In MongoDB versions 3.4 and earlier, the oplog was resized by dropping and recreating the local.oplog.rs collection.

In MongoDB versions 3.6 and later, use the replSetResizeOplog command to resize the oplog as shown in this tutorial.

Starting in MongoDB 4.0, MongoDB forbids dropping the local.oplog.rs collection. For more information on this restriction, see Oplog Collection Behavior.

This procedure changes the size of the oplog [1] on each member of a replica set using the replSetResizeOplog command, starting with the secondary members before proceeding to the primary.

Perform these steps on each secondary replica set member first.
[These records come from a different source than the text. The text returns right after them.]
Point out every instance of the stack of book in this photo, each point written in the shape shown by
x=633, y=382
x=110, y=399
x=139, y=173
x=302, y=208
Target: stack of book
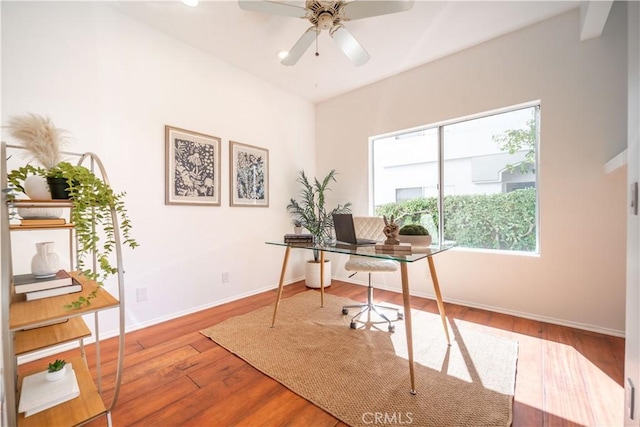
x=37, y=288
x=39, y=394
x=298, y=239
x=400, y=249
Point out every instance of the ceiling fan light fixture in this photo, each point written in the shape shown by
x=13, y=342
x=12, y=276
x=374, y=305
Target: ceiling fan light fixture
x=325, y=21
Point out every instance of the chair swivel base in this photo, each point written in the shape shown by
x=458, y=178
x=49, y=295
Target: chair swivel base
x=369, y=306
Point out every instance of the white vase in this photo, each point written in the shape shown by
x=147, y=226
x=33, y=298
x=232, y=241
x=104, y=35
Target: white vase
x=36, y=187
x=45, y=263
x=312, y=274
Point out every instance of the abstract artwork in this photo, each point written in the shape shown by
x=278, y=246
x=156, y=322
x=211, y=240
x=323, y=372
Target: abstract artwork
x=249, y=175
x=192, y=168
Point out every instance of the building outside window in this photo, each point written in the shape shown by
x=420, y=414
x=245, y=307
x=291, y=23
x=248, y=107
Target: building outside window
x=471, y=181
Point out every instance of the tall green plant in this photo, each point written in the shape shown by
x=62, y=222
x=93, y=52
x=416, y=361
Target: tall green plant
x=311, y=209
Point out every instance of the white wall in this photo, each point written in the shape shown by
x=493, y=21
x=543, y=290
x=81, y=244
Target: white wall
x=632, y=342
x=114, y=84
x=579, y=277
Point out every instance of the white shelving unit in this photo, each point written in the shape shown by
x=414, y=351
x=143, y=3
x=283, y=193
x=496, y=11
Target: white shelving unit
x=28, y=326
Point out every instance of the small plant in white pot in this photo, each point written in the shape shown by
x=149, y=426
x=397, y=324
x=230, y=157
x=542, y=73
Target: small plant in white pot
x=313, y=215
x=56, y=370
x=415, y=234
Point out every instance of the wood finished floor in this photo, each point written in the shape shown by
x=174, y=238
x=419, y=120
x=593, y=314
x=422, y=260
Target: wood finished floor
x=174, y=376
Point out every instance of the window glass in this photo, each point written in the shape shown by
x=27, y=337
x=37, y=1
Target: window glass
x=488, y=189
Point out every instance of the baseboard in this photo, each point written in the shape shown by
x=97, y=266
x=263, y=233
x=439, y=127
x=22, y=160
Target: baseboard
x=110, y=334
x=524, y=315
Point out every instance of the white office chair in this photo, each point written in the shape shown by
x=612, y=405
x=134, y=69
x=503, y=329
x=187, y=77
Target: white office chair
x=370, y=228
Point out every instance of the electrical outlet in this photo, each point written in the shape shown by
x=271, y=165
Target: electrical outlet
x=141, y=294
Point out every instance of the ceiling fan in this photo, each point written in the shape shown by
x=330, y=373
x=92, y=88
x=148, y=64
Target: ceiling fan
x=328, y=15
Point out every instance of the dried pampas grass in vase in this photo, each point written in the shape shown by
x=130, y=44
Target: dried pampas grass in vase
x=40, y=137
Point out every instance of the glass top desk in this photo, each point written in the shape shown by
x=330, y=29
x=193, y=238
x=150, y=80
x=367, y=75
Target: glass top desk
x=417, y=254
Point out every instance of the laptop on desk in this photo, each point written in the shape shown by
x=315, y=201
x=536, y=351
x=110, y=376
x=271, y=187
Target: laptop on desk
x=346, y=231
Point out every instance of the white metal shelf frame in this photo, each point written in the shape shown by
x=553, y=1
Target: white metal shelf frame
x=9, y=360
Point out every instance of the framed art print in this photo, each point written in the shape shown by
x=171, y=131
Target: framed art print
x=192, y=168
x=249, y=175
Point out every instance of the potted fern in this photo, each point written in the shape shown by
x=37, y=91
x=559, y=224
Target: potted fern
x=56, y=370
x=415, y=234
x=312, y=213
x=91, y=197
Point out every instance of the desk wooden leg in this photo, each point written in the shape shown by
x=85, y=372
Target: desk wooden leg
x=281, y=284
x=436, y=289
x=321, y=278
x=406, y=298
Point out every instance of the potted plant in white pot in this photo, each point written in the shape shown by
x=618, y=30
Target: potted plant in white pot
x=91, y=197
x=312, y=213
x=415, y=234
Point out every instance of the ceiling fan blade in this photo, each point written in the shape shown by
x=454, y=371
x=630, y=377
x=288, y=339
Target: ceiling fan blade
x=300, y=47
x=350, y=46
x=273, y=8
x=364, y=9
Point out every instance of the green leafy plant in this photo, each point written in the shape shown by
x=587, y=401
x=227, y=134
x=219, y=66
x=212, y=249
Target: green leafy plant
x=311, y=209
x=504, y=221
x=57, y=365
x=92, y=200
x=413, y=230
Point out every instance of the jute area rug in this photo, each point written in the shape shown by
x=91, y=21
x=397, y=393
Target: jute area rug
x=361, y=376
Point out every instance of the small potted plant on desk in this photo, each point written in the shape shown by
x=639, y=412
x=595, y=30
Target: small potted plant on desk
x=313, y=215
x=415, y=234
x=56, y=370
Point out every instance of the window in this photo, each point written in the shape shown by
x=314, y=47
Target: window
x=471, y=181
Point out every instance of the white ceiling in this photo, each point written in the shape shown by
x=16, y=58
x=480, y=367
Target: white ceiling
x=396, y=42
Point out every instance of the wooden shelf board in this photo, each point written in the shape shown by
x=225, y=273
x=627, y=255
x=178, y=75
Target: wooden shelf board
x=27, y=203
x=45, y=311
x=18, y=227
x=73, y=412
x=46, y=336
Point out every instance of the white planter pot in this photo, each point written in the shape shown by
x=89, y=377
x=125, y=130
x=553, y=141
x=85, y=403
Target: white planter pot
x=416, y=241
x=57, y=375
x=312, y=274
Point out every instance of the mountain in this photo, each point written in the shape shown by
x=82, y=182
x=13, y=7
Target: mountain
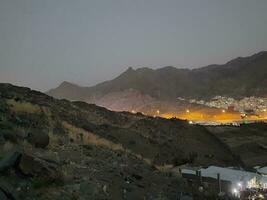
x=57, y=149
x=238, y=78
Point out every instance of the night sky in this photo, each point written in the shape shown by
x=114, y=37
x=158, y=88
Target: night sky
x=44, y=42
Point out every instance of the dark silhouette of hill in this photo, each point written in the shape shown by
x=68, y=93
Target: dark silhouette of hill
x=243, y=76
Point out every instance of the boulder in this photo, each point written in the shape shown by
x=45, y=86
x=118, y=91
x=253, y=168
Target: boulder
x=9, y=161
x=32, y=166
x=38, y=139
x=7, y=192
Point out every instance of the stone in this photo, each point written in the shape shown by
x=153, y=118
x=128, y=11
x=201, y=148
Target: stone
x=9, y=161
x=37, y=167
x=38, y=139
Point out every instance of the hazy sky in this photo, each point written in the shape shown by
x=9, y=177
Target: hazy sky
x=43, y=42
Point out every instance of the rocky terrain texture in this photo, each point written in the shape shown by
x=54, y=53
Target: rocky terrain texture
x=57, y=149
x=243, y=76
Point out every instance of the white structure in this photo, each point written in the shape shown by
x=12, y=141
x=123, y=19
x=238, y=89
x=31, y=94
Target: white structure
x=238, y=178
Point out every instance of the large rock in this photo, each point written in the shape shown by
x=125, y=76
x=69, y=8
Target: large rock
x=37, y=167
x=7, y=192
x=38, y=139
x=9, y=161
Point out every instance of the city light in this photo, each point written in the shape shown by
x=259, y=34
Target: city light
x=235, y=191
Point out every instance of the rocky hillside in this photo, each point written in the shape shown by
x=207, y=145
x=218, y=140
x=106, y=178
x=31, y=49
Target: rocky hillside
x=56, y=149
x=231, y=79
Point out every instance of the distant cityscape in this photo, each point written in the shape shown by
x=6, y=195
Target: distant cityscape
x=247, y=105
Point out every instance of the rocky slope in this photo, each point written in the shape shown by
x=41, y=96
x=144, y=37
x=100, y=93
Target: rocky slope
x=56, y=149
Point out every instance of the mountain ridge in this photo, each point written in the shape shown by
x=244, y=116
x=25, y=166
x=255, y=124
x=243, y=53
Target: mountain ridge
x=230, y=79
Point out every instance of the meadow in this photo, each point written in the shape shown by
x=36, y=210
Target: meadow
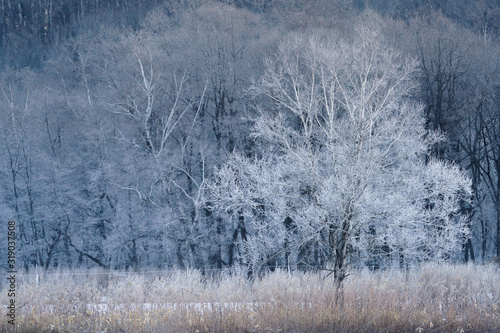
x=432, y=298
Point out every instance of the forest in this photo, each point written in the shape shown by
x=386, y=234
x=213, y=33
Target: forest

Once you have changed the oplog size for all secondary members, perform these steps on the primary.

Connect to the replica set member using mongosh:

mongosh --host <hostname>:<port>

Note

If the replica set enforces authentication, you must authenticate as a user with privileges to modify the local database, such as the clusterManager or clusterAdmin role.

To view the current size of the oplog, switch to the local database and run db.collection.stats() against the oplog.rs collection. stats() displays the oplog size as maxSize.

use local
db.oplog.rs.stats().maxSize

The maxSize field displays the collection size in bytes.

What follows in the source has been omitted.